Zufrieden!
Von Thomas R.
Klar, er hat es so gewollt. Das Kind lässt ihn in vielen ausgefüllten Stunden den Alltag vergessen. Auch seine Frau liebt er. Sie hat ihm die geliebte Tochter geschenkt, gezeichnet ist nun ihr ohnehin nie ganz athletisch gewesener Körper. Sie schafft ihm Freiheiten, die er für sein Kind, den Hund oder die Hobbys verwenden kann. Dankbar, ja, das ist er wohl.
Er ist zufrieden. Er rutschte so in dieses Leben hinein. Selbstständigkeit zeichnete ihn früh aus und so kam es auch, dass er das Elternhaus früh verließ und mit seiner Freundin zusammenzog.

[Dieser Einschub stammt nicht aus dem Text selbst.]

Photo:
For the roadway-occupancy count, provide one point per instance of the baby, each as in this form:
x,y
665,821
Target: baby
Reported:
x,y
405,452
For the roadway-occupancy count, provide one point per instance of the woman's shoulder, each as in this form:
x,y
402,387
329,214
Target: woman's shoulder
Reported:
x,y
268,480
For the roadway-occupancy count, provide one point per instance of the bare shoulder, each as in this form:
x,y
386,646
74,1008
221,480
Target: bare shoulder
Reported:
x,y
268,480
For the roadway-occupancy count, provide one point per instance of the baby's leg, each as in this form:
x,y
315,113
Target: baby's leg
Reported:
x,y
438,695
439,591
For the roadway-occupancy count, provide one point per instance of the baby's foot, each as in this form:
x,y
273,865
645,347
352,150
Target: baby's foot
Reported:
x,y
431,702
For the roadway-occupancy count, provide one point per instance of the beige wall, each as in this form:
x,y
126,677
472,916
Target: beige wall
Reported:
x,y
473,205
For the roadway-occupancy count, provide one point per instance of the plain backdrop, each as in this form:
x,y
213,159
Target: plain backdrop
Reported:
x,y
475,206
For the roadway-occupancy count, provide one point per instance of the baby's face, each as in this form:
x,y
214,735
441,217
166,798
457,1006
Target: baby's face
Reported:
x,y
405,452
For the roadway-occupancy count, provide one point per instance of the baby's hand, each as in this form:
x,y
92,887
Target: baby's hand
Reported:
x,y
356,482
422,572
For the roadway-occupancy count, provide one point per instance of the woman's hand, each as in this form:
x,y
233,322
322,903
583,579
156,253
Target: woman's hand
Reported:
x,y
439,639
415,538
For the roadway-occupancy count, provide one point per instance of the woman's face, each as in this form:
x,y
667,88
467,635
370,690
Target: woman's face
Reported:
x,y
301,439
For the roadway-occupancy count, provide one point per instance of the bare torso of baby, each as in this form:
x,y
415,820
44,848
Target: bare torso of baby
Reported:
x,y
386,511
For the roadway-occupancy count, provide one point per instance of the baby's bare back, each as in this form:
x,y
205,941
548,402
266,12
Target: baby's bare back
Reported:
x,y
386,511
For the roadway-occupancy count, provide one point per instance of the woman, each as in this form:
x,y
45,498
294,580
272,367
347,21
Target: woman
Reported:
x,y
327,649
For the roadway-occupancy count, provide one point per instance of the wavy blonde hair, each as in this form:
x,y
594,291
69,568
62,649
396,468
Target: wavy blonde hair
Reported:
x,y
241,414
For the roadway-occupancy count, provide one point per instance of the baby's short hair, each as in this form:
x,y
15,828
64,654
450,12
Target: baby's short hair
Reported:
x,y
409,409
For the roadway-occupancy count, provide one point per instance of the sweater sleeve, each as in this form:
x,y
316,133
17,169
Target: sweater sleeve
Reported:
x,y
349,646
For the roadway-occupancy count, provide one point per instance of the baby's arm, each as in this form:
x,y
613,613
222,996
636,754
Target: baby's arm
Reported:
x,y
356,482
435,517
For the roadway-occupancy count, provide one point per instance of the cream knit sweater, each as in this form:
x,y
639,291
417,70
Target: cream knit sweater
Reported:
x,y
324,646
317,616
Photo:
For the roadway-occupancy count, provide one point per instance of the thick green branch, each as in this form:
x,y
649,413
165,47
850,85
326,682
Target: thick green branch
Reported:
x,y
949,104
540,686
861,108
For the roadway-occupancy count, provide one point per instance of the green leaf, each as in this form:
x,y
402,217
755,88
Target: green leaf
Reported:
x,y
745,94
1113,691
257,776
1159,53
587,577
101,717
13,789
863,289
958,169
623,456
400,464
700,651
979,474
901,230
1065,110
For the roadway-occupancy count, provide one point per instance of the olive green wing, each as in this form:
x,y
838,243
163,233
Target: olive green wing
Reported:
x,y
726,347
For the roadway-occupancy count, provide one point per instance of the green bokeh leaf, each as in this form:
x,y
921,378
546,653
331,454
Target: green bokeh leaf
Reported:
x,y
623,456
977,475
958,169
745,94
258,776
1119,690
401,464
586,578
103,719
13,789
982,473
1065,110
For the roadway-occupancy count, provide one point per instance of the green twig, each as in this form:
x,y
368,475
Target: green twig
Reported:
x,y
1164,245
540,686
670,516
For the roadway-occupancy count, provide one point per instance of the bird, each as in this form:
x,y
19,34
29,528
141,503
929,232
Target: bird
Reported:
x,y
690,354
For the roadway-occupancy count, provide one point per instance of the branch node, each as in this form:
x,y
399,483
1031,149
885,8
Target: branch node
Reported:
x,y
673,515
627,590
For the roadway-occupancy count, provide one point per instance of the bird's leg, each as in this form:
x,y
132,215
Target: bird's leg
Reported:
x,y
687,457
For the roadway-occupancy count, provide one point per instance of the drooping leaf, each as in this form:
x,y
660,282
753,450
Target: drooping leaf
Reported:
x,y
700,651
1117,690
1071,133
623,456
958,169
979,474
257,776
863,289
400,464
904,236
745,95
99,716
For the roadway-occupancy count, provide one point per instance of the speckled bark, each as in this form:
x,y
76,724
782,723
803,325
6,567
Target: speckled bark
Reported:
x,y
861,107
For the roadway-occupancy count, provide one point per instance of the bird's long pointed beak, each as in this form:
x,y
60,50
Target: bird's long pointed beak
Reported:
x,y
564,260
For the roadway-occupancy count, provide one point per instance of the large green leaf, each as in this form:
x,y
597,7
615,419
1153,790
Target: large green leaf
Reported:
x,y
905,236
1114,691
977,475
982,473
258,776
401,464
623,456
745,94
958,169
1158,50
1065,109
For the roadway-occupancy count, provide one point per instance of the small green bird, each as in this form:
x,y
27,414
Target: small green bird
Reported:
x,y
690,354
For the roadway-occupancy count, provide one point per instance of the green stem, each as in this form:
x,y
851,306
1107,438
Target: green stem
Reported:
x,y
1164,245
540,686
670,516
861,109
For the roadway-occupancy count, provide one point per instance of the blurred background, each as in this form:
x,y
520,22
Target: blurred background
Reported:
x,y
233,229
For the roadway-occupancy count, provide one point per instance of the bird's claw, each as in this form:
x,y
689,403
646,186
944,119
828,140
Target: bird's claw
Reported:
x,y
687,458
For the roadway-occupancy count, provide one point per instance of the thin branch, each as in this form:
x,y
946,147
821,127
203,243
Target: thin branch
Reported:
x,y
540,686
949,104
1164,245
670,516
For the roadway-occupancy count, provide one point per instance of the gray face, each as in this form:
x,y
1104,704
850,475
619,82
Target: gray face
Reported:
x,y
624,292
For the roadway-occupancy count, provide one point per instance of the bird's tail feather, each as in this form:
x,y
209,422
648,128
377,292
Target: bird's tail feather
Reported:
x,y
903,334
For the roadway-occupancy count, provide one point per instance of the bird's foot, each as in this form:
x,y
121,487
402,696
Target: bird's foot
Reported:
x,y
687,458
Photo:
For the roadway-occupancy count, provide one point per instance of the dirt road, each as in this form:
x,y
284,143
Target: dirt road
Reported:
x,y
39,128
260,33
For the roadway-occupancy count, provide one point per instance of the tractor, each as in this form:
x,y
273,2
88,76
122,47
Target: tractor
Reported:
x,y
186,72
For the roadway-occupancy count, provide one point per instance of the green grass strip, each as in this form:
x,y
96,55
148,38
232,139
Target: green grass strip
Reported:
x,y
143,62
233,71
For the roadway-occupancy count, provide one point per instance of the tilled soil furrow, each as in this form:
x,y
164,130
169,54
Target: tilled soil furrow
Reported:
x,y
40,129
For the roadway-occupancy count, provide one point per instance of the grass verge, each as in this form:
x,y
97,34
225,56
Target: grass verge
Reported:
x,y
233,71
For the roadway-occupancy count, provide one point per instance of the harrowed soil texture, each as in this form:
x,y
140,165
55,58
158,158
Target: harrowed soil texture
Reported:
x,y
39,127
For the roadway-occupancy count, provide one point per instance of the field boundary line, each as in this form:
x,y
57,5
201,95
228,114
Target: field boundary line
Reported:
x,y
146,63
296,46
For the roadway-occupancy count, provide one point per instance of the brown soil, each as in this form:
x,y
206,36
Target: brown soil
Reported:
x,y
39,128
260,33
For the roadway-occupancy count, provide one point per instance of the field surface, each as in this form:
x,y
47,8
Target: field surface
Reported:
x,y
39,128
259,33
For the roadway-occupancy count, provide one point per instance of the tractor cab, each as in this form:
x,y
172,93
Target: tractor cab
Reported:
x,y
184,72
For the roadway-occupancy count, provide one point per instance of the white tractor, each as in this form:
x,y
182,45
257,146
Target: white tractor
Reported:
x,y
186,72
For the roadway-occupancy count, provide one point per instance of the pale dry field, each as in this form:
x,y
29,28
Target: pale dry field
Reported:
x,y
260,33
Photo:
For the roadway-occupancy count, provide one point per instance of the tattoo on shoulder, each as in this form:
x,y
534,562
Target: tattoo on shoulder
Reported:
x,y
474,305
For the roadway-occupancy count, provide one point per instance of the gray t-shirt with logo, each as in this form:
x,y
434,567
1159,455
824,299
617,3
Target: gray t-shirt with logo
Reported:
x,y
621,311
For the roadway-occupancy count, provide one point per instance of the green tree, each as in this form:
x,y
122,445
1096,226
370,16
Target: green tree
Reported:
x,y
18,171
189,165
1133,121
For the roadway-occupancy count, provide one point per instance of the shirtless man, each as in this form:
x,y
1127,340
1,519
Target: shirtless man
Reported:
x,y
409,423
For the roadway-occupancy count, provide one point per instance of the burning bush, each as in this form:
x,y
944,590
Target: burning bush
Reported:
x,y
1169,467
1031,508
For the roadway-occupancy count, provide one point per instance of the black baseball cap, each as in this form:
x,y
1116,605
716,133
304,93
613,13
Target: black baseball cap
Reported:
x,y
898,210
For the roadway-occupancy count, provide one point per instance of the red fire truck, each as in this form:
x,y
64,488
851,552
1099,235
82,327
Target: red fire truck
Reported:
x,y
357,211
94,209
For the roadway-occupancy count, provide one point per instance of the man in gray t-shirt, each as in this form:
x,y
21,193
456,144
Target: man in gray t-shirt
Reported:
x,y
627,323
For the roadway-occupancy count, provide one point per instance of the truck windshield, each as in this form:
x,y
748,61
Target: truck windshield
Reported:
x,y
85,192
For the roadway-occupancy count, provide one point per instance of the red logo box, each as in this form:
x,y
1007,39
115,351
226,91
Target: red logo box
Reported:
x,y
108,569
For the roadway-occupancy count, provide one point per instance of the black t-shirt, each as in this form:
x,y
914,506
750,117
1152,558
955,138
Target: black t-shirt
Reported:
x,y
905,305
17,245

Es sollte nicht für immer sein. … Den Absprung schaffte er nie.
Seine Familie wohnt in einem kleinen Einfamilienhaus in der Kleinstadt vor den Toren der großen Metropole. Spießige Leute wohnen hier, alt sind sie, konservativ und alle so schrecklich zufrieden. Die Großstadt, in der er arbeitet, fängt an ihn zu prägen. Er fühlt sich mehr und mehr ihr zugehörig und verlernt langsam das beschauliche Kleinstadtleben, fühlt sich unwohl in seiner Umgebung und die Bekannten und Freunde werden fremder. Seinen Hochmut und seine Verachtung vermag er nicht immer zu verbergen.
Ertappt er sich selbst bei diesen Gedanken, dann fühlt er sich undankbar. Worüber kann er sich denn wirklich beschweren? Es geht ihm gut. Seine Frau würde immer zu ihm stehen, egal was passiert. Da ist er sich sicher, auch ihrer Liebe. Seine Tochter ist, wenngleich noch nicht sehr alt und daher verfrüht zu sagen, vorbildlich. Nie hat sie ihren Eltern Kummer gemacht. Selbst der Hund ist wohlerzogen. Alleine der nicht immer ganz gepflegte Garten sorgt in der Nachbarschaft für Aufsehen.
Aber gibt es da nicht noch mehr? Kommt nicht irgendwann der Tag, an dem man sich die Antwort schuldig ist, was man mit seinem Leben angefangen hat? Will er sich sagen müssen, dass er zufrieden war? Sein Leben war okay! Wäre das nicht Verschwendung? Wo ist das Glück? Soll es Liebe und Leidenschaft für ihn nur in den ersten paar Jahren mit seiner Frau gegeben haben? Danach hat man so neben sich hergelebt, man war dem Anderen ein guter Freund. Nur die Liebe war nicht mehr da.
Ein Ruckeln ließ ihn die Augen aufschlagen. Er hatte gedöst während der Regionalzug die ersten Arbeitskräfte in die Großstadt brachte. Ein Blick aus dem Fenster genügte ihm, er wusste nun, dass er gleich aussteigen musste. Alles war vertraut. Die Gegend, jede Station, die anderen Pendler und selbst die wundeschönen, teilweise von Nebel begleiteten, Sonnenaufgänge im Frühling und Herbst. Gegenüber saß eine Frau, er hatte sie schon oft gesehen, sie gefiel ihm. Sie bemerkte seinen Blick, sie lächelte und er lächelte
zurück. Der Zug war nun am Ziel angekommen, er ließ seiner Sitznachbarin den Vortritt und sie gingen zum Ausgang. Sie stolperte, fiel hin. Er half ihr auf, half beim aufsammeln des Inhalts ihres Korbes und fragte, ob sie sich verletzt habe. Man verabredete sich zum Kaffee nach Feierabend, fuhr gemeinsam zurück in die Kleinstadt, entfloh aber dem Alltag beim Lachen, Albern und Tanzen.
Alles was er doch so schmerzlich vermisste gab sie ihm. Freiheit, der Reiz des Neuen, des jugendlichen Leichtsinns, endlich mal wieder Blödsinn machen. Es war ein Rausch. Ein Anruf bei seiner Frau, es würde später werden, ein Kundengespräch dauert länger, er würde im Hotel schlafen.